After a few moments, you’re connected to a human agent who asks about your complaint. There’s a detail you can’t remember. That’s when Sandra chips back in, “Excuse me, I can help with that.” Then she fills in the missing detail for both you and the human agent.

Within a few minutes, the matter is dealt with and your car is pulling into the parking lot outside your office.

Perhaps this glimpse into the near future will prove to be a little off in some of the details but there are a couple of aspects that we’re likely to see even sooner:

Interacting effortlessly and seamlessly with all manner of services through a voice interface will be commonplace.
Virtual assistants will become ubiquitous.

Today’s virtual assistants live trapped like genies in our phones and smart speakers. We summon them with the right magical phrase but they’re confined to that particular device and the contexts within which it can operate. Soon, this will seem odd.

In our example above, the bank has a virtual assistant called Sandra. Sandra not only offers first-line help to customers but she also listens in to calls between customers and human agents ready for the moment where she can provide help to either side of the call. Here at Nexmo, we demonstrated how IBM’s Watson can integrate with our own Voice API to provide just this sort of assistance.

Similarly, such an assistant could simply act as a smart minutes-taker, sending transcripts of meetings to participants with each person’s action items specifically highlighted for them.

Stay Agile Because No One Yet Knows the Future

While voice interfaces seem like an entirely new world, they’re pretty much just a new way of doing what technology has always done: make humans more efficient. We’re a little way off from having virtual assistants everywhere but, honestly, it’s closer than you might think.

So, the challenge for businesses preparing today for the voice-led future is to:

Start experimenting now with voice, to learn how it fits their business.
Stay nimble and not go too far down any one path just yet, in order to remain open to new developments and opportunities.
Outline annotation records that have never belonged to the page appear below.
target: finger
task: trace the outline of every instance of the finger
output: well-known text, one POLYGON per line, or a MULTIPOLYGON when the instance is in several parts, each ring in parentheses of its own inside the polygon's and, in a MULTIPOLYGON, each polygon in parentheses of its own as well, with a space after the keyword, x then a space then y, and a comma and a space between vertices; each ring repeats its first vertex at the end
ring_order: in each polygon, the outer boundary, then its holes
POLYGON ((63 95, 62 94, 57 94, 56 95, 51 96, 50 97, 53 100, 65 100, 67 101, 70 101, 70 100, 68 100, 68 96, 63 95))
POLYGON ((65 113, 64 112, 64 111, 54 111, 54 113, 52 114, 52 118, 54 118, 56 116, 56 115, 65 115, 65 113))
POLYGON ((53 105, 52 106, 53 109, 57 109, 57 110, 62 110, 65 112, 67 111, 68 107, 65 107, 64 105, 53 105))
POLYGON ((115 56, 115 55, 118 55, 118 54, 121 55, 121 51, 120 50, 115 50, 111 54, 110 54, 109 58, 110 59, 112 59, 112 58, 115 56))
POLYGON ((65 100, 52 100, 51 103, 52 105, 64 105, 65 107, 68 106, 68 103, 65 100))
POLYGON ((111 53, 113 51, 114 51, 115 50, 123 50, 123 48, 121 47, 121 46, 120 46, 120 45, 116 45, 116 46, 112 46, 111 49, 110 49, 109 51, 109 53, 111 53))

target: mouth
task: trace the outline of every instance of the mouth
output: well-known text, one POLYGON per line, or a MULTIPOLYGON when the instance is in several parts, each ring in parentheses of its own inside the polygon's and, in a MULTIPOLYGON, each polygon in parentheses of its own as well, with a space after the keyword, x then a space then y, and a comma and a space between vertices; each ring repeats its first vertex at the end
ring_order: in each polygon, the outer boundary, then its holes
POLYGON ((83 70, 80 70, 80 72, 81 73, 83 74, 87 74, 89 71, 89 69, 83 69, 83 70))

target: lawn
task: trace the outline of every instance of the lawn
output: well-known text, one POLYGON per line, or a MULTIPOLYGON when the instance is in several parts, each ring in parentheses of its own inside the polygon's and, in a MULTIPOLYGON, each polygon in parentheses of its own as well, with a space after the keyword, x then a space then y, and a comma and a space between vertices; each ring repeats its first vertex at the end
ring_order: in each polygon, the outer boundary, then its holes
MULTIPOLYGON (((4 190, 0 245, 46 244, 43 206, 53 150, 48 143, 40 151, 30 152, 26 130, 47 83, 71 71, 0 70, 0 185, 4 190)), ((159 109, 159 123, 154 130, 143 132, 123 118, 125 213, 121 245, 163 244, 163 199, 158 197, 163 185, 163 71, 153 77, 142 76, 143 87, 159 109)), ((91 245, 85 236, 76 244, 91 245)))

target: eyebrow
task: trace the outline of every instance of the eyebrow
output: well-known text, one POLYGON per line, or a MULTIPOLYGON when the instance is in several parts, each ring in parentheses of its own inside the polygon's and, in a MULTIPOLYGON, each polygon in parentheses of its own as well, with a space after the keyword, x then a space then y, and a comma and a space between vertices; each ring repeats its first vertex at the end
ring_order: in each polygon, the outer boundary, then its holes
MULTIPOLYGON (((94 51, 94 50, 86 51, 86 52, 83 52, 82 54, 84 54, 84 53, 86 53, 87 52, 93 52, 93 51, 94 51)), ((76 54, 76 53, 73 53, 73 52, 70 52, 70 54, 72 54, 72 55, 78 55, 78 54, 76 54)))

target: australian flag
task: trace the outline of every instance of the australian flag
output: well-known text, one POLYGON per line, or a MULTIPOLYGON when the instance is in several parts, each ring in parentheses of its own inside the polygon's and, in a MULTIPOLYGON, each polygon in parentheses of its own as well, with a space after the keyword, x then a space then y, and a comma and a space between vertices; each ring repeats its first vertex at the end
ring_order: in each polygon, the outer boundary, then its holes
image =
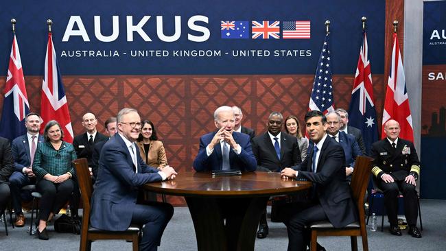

Staying agile means not buying off-the-shelf solutions, especially now when we’re not even sure how usage of voice interfaces will evolve. But that doesn’t mean that your dev team needs to build everything in-house. Instead, you can combine cloud communication APIs, such as Nexmo’s, with AI APIs from providers such as Amazon. That way your dev team can focus on building your unique value into your voice offerings, while ensuring what’s driving the tech underneath is state of the art.